Masa Prapaskah dimulai pada Rabu Abu: abu di dahi mengingatkan “dari debu kita berasal” — keadaan manusia yang fana và kasih karunia Tuhan tetap memanggil. Empat puluh ngày mengingatkan karya Tuhan Yesus di padang gurun và persiapan bagi para calon baptis Gereja. Tiga pilar tradisi: doa, puasa, dan amal — ketiga-tiganya terhubung dengan pesan Prapaskah dari Paus setiap tahun.
Puasa: tubuh dan jiwa
Hukum Gereja mengingatkan orang dewasa tentang puasa dan pantang daging pada hari-hari yang ditentukan (periksa keuskupan dan kesehatan).

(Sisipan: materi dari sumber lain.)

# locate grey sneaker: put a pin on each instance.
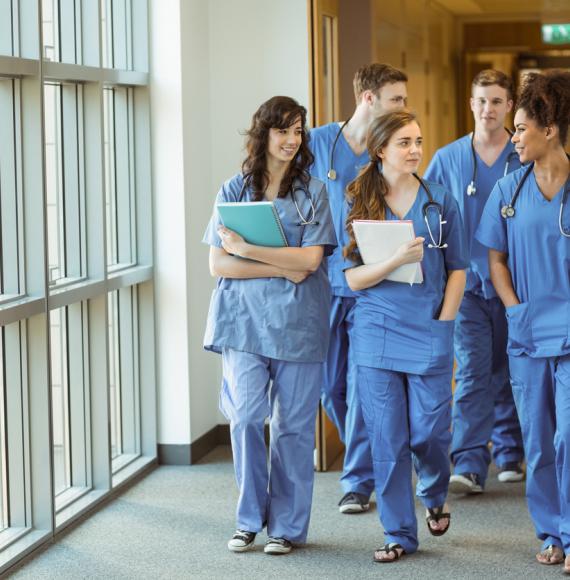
(353, 503)
(465, 483)
(276, 546)
(241, 541)
(510, 473)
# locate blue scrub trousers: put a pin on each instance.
(408, 418)
(255, 387)
(541, 387)
(483, 397)
(341, 402)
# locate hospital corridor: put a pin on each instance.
(284, 278)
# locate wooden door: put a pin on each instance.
(325, 108)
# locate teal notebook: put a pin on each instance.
(257, 222)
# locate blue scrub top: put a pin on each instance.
(452, 166)
(539, 261)
(395, 324)
(347, 165)
(274, 317)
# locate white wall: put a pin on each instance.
(212, 64)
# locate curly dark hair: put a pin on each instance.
(276, 113)
(545, 98)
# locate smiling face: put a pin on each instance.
(283, 144)
(403, 153)
(490, 106)
(530, 139)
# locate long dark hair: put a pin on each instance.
(276, 113)
(545, 98)
(366, 193)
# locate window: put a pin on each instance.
(75, 262)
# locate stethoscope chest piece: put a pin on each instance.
(508, 211)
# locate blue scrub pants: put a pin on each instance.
(340, 400)
(408, 418)
(278, 495)
(541, 387)
(483, 396)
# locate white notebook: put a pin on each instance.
(378, 240)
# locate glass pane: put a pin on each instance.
(4, 523)
(50, 29)
(115, 375)
(60, 400)
(110, 176)
(54, 183)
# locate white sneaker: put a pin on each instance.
(241, 541)
(465, 483)
(510, 473)
(277, 546)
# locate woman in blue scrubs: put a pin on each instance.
(528, 236)
(403, 334)
(268, 318)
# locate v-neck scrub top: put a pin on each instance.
(396, 325)
(274, 317)
(452, 166)
(347, 166)
(539, 261)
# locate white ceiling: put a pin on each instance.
(558, 9)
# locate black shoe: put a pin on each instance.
(465, 483)
(353, 503)
(241, 541)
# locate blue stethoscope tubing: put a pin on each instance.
(432, 204)
(304, 221)
(472, 188)
(508, 211)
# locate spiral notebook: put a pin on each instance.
(378, 240)
(257, 222)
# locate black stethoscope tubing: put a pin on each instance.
(331, 173)
(508, 211)
(471, 188)
(432, 204)
(309, 221)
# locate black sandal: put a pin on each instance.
(436, 514)
(389, 549)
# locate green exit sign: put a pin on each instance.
(556, 33)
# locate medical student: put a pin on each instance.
(469, 168)
(340, 151)
(402, 336)
(269, 319)
(526, 225)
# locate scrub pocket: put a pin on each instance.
(222, 318)
(520, 330)
(441, 345)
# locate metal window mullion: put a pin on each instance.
(132, 194)
(15, 427)
(127, 345)
(9, 248)
(122, 169)
(77, 395)
(71, 194)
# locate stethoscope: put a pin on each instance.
(432, 205)
(309, 221)
(331, 173)
(508, 211)
(471, 188)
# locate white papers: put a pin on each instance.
(378, 240)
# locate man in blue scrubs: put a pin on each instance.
(483, 402)
(340, 151)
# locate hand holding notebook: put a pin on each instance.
(379, 240)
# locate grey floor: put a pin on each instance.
(175, 524)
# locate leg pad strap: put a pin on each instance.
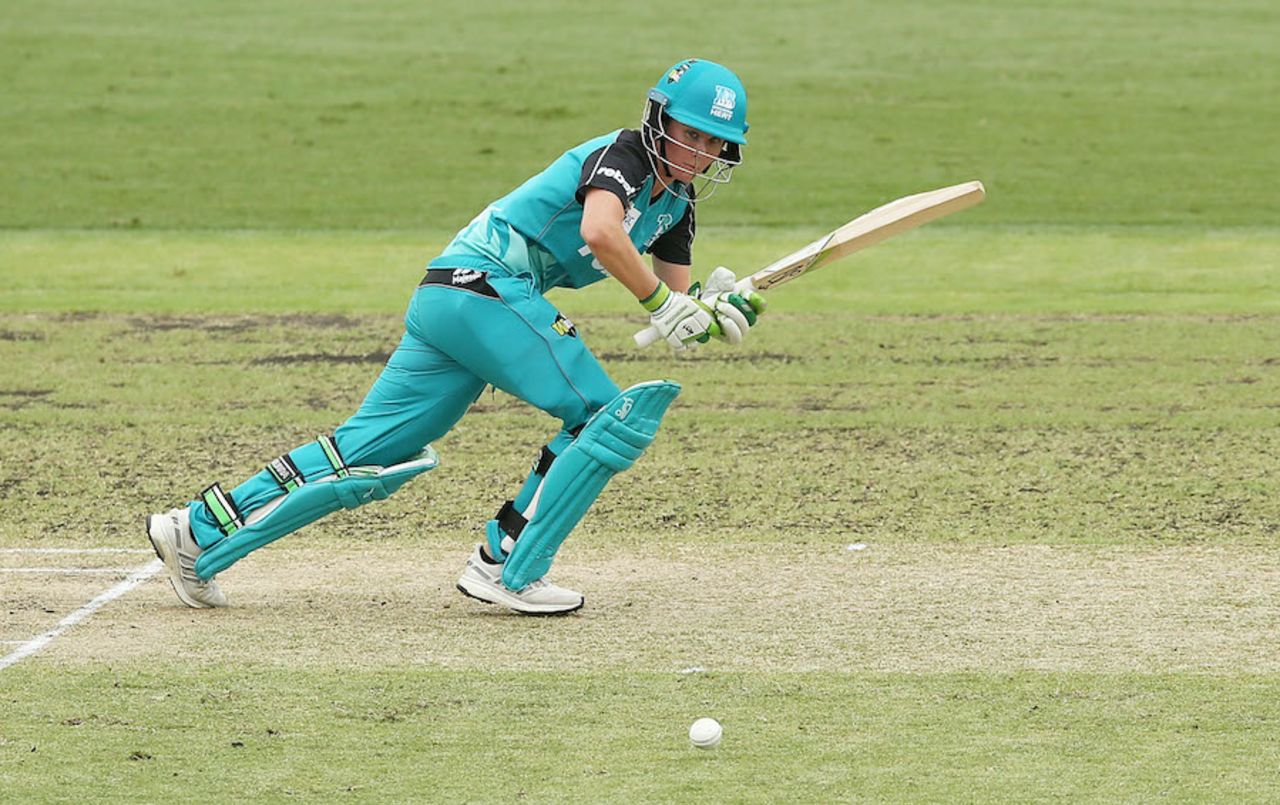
(609, 443)
(307, 503)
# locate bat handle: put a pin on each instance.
(650, 335)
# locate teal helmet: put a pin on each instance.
(705, 96)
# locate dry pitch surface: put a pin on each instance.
(885, 608)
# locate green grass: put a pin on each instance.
(563, 736)
(1052, 419)
(289, 114)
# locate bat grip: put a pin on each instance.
(650, 335)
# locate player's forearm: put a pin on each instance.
(676, 275)
(615, 251)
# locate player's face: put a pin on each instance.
(689, 151)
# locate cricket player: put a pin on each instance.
(479, 319)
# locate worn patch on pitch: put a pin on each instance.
(900, 608)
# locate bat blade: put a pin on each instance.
(868, 229)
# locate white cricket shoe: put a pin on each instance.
(170, 535)
(483, 580)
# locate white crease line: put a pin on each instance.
(74, 550)
(71, 571)
(40, 641)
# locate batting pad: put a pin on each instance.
(609, 443)
(307, 503)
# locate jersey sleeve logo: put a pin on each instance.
(613, 173)
(563, 326)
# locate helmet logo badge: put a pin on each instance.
(723, 104)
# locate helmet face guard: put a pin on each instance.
(704, 96)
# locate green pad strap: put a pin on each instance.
(286, 472)
(223, 510)
(330, 452)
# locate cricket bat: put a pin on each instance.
(867, 229)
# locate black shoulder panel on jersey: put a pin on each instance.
(620, 168)
(676, 245)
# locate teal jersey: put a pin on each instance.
(534, 229)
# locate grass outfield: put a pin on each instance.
(986, 513)
(1069, 510)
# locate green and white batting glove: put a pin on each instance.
(735, 314)
(679, 318)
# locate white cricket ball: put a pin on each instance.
(705, 732)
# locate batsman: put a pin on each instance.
(479, 318)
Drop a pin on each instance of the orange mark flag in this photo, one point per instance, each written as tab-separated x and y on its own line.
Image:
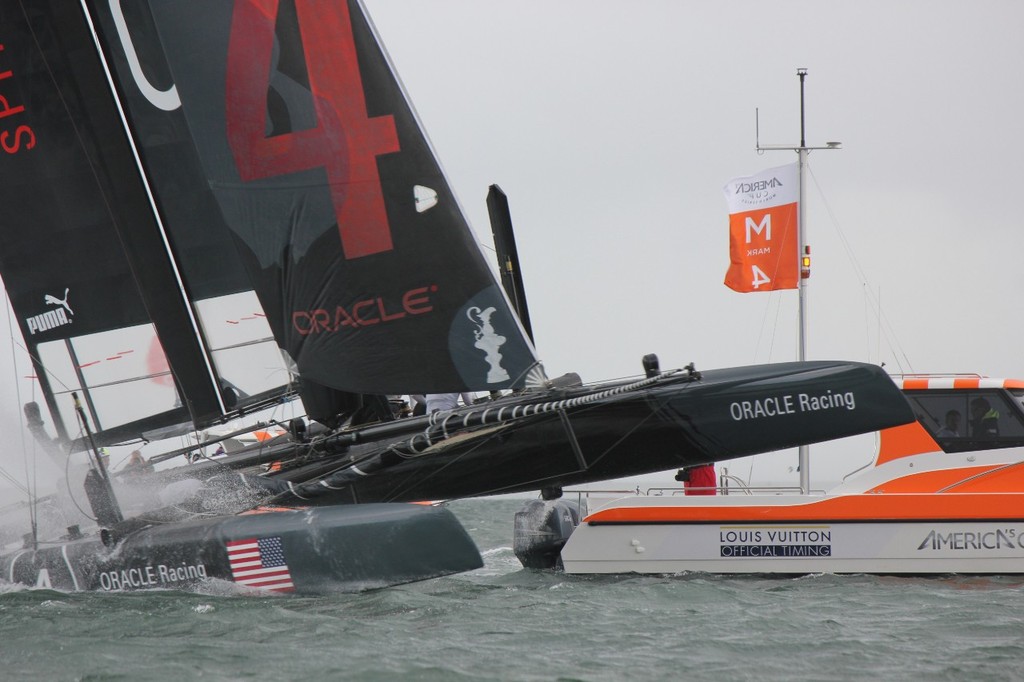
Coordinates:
764	245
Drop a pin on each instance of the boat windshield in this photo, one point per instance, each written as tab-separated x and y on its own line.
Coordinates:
961	420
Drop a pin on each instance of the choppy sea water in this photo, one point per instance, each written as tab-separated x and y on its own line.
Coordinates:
505	623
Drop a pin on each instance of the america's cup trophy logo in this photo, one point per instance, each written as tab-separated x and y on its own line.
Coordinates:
488	341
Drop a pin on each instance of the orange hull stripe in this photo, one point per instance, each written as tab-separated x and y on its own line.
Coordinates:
864	508
905	440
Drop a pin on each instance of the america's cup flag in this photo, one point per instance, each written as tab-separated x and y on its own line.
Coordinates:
764	244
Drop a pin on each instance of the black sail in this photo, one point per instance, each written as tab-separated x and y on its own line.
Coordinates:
360	255
238	337
99	300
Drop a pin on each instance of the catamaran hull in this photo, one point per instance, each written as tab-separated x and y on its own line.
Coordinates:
560	438
883	535
346	549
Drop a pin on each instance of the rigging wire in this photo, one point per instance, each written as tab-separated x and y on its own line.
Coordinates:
885	328
31	471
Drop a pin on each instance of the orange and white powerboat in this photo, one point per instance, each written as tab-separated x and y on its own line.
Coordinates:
944	495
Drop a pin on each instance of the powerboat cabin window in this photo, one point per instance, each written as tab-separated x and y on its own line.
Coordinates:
962	420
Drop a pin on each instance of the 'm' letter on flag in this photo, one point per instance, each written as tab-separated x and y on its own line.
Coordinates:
764	250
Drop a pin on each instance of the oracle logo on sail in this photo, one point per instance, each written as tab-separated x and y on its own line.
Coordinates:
12	140
367	312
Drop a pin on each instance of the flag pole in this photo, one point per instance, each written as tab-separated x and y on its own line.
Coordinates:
804	255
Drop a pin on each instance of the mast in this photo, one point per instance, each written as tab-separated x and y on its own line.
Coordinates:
805	254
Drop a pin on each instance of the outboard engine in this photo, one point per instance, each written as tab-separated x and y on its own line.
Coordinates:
542	528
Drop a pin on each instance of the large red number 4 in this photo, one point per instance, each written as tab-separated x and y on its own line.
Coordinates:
345	141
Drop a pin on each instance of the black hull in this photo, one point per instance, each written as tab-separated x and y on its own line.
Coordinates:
311	551
675	423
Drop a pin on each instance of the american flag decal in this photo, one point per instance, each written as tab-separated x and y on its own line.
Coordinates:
260	563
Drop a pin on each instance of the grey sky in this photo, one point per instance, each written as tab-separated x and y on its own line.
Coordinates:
612	127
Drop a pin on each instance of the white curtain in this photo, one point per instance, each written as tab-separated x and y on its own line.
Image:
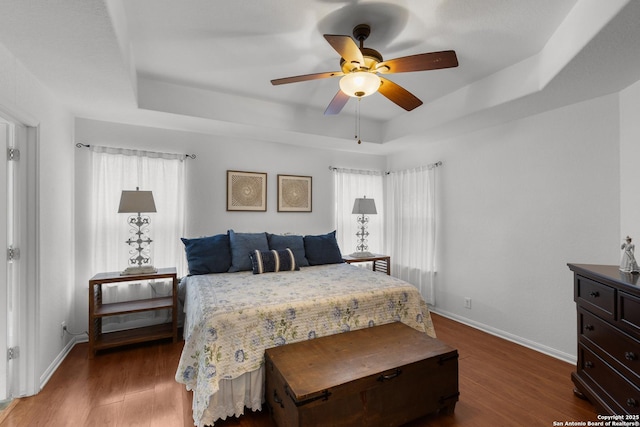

Puasa tidak menyelamatkan melalui prestasi tetapi melatih kebebasan dari keserakahan dan membantu mengingat orang yang lapar. Dipadukan dengan mengurangi layar, mengaku dosa, dan memberi.
Laetare dan Pekan Suci
Minggu Laetare (tengah Prapaskah) dapat menggunakan warna merah muda — sukacita karena Paskah yang akan datang. Akhir Prapaskah adalah Pekan Suci: bukan “berhenti” dari pertobatan tetapi masuk lebih dalam ke dalam misteri keselamatan dari Hari Palem hingga Paskah.
Masa Prapaskah dengan anak-anak dan orang yang baru mempelajari iman
Anak-anak belajar Puasa melalui memberi (kotak tabungan amal), mengurangi bermain, atau bersama orang tua pergi retret — tidak perlu khotbah panjang. Orang yang bersiap untuk dibaptis biasanya menjalani Puasa bersama komunitas: ini adalah kesempatan untuk sinkronisasi ritme dengan Gereja sebelum bergabung sepenuhnya. Artikel ini tidak menggantikan ajaran bagi calon baptis; hanya menekankan bahwa masa Prapaskah adalah waktu bersama bagi seluruh Gereja.
Ketika puasa menyebabkan ketegangan dalam keluarga atau kesehatan
Prioritaskan perdamaian dan kebijaksanaan: orang yang memiliki penyakit bawaan dibebaskan menurut hukum; orang yang tinggal bersama orang yang tidak seiman dapat memilih bentuk pengorbanan yang tidak menimbulkan kesalahpahaman (membantu pekerjaan rumah daripada berdebat tentang menu). Tujuannya adalah pertobatan cinta, bukan memenangkan argumen di meja makan.
Puasa dan doa: jangan mengisolasi diri
Masa Prapaskah lebih kuat ketika mengikat paroki: retret bersama, jalan salib, pertobatan komunitas. Di rumah, bisa membaca buku Prapaskah yang diterbitkan oleh keuskupan — bersatu dengan pastor paroki daripada menyusun jadwal “lebih suci” sendiri lalu kelelahan. Anugerah Puasa datang dari persekutuan, bukan hanya dari kehendak pribadi.
“Bertobatlah dan percayalah kepada Injil.”